Savage had no geo-technical expertise, were incapable of carrying out a soils investigation personally and were not expected by Willmott to do so. Accordingly they wrote to Soils Limited, specialist site investigation and geo-technical consultants, asking for a quote the site investigation works.

In due course the investigation was carried out by Soils Limited and the result transmitted by Savage to Willmott. Of particular relevance was that the report contained advice that the shallowest water strike had been found at 2.35 metres (later it was to be found, once construction commenced, that water would actually be encountered at 0.6 metres below ground level).

Subsequently Savage received their formal appointment. No further ground investigations were carried out, and relying upon the existing report Savage designed the foundations of the houses to bear on gravel at an average depth of 1.7 metres. It became common ground between the parties that if no significant rise in the water table was to be anticipated, this was the best engineering solution.

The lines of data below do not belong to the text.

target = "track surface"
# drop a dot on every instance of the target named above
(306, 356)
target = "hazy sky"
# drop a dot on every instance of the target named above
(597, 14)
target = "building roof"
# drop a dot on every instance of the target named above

Although Willmott had intended to start works on site in the summer of 1993, in fact commencement was not made until October. This is where the problems started. Rainfall in September had been extremely heavy - 222% of average. October was also wet - 135% of average. The ground works subcontractor started excavation and found ground water much higher than anticipated as mentioned earlier. Well point de-watering had to be introduced. The foundations were re-designed as were the designs for surface water drainage. By December the contract was in serious trouble. By now the cause of the problems had become complicated by the very heavy rain in December - 229% of average. In January Willmott decided to abandon the works for the winter. They intended to resume work in May of the following year but at that date discussions were taking place as to whether the level of floor slabs should be raised to avoid flooding of the houses in the future. In the event the effective resumption of work was delayed until July and as a result of these delays Willmott were forced to work into the next winter and encountered further problems with water.

Willmott sued Savage to recover losses allegedly flowing from all these problems.

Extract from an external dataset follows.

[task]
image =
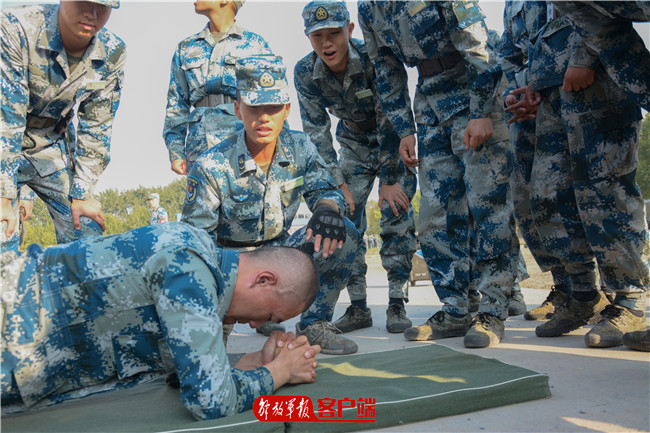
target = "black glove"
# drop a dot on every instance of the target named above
(328, 223)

Before dealing with the question of negligence, William Crowther QC, sitting as an Official Referee, had to deal with the argument that Savage instructed Soils Limited as principals and were contractually liable for the content of Soil Limited's report. He held this to be wrong. Since Savage were not instructed as engineers at that stage, they had no present need of the report. The ACE conditions which they were to subsequently enter into specifically provided that geo-technical investigations were arranged as agents of the client and he observed that it would be very surprising if a request to arrange an investigation prior to engagement as engineers produced a different and more onerous relationship. Accordingly, Savage were not contractually liable for the content of Soil Limited's report.

Turning to the question of negligence, the court considered that one question to be answered was whether a reasonably competent engineer reading the report as a whole should have appreciated that the uncertainty of ground water levels was such as to invalidate the assumptions upon which the foundations were designed. On this point Mr Crowther held that to have done so Savage would have had to be more percipient than Soils Limited. He held that since Soils Limited had given no warning that in winter the ground water would be likely to rise well above the proposed level of foundations, Savage were entitled to assume that a reference to seasonal effects in the report was to fairly nominal variations which would not effect significantly the findings and recommendations of the report.

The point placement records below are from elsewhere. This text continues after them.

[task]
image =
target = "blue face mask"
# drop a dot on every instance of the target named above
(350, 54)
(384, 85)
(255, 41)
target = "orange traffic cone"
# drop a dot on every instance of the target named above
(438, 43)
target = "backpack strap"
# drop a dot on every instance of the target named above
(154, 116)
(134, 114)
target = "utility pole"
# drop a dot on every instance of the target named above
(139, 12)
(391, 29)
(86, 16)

This may seem to be a surprising finding, for rather than testing the actions of Savage against the levels of reasonable skill and care to be expected from suitably experienced and qualified engineers in general, the test appears to have been made against actual performance of Soils Limited whether it could be said that the latter had acted competently or not.

In the light of these findings he held that there could be no valid criticism of the foundation or drainage designs and it followed that all the allegations of negligence made against Savage failed.